Itikad baik yang dimaksud yakni berupa kemudahan pajak sesuai Peraturan Pemerintah (PP) Nomor 46 Tahun 2013 tentang pajak penghasilan (PPh) yang mengenakan pajak final hanya satu persen bagi UMKM. Begitu juga, dalam penetapan tarif amnesti pajak untuk UMKM yang lebih rendah dibanding kategori lainnya. Maka dari itu, ia juga meminta UMKM juga meningkatkan kepatuhan pembayaran dan pelaporan pajaknya.
"Jadi pemerintah terus akan jaga UMKM agar mereka tidak terbebani. Dan pemerintah lakukan program untuk (mengembangkan) UMKM. Ini penekanan dari sisi asas keadilan. Kami harap UMKM mulai juga menjaga ketertiban dalam melaporkan perpajakannya. Jangan lupa penerimaan pajak ini sebagian besar untuk membantu UMKM kembali, baik Kredit Usaha Rakyat (KUR), petani, nelayan, dan mahasiswa," ujar dia.
Ia pun kembali memaparkan soal kemungkinan ketidakpatuhan di UMKM. Ia menjelaskan, data LPS menunjukkan ada 1,8 juta pemilik rekening dengan akun senilai Rp 200 juta hingga Rp 1 miliar. Namun, berdasarkan data amnesti pajak, hanya terdapat 232.874 peserta amnesti pajak yang melaporkan memiliki harta kas dan setara kas senilai Rp 200 juta hingga Rp 1 miliar. Adapun, nilai asetnya mencapai Rp 69 triliun.
Adapun, peserta amnesti pajak dari kalangan UMKM yang melaporkan harta kas dan setara kas senilai Rp 200 juta hingga Rp 1 miliar sebanyak 77.836 dengan nilai aset Rp 33 triliun.
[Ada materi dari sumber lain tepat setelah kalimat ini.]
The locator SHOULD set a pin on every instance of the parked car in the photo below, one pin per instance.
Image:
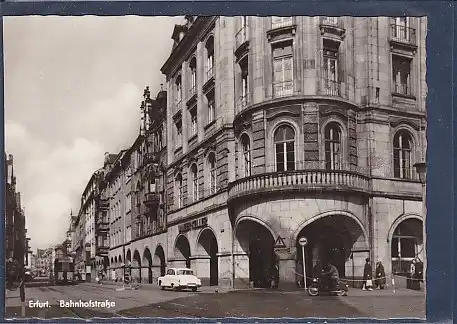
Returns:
(179, 278)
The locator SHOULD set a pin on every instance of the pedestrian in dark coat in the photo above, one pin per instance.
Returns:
(367, 276)
(317, 270)
(380, 276)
Sedangkan yang memiliki harta di atas Rp 1 miliar sebanyak 98.869 dengan nilai aset Rp 347 triliun.
Sri Mulyani pun kembali menjelaskan, kebijakan pemerintah soal keterbukaan data nasabah adalah dalam rangka melaksanakan kerja sama internasional: pertukaran data secara otomatis (Automatic Exchange of Information/AEoI) terkait pajak. Data yang dipertukarkan di antaranya data keuangan nasabah.
Untuk melaksanakan kerja sama tersebut, negara lainnya juga menerapkan keterbukaan data nasabah sebagaimana di Indonesia. Bahkan, negara lainnya tidak menerapkan batasan untuk saldo yang bisa diintip. Ini artinya, seluruh rekening wajib pajak boleh dibuka untuk kepentingan perpajakan. (Baca juga: Ditjen Pajak Usul Penjara 5 Tahun Bagi Pembocor Data Wajib Pajak)
Ia pun meyakinkan bahwa pemerintah akan menjamin kerahasiaan data nasabah yang diperoleh Ditjen Pajak. "Kalau ada masyarakat 'Bu petugas pajak ancam saya, menekan, atau gunakan informasi pajak untuk tujuan lain,' Kami sediakan layanan pengaduan, kami akan selalu siap sedia menjawab. Kami juga ada whistle blower system https://www.wise.kemenkeu.go.id/,” kata dia.
Masyarakat yang merasa khawatir dengan kebijakan baru pemerintah juga bisa bertanya ke Kementerian Keuangan dan Ditjen Pajak.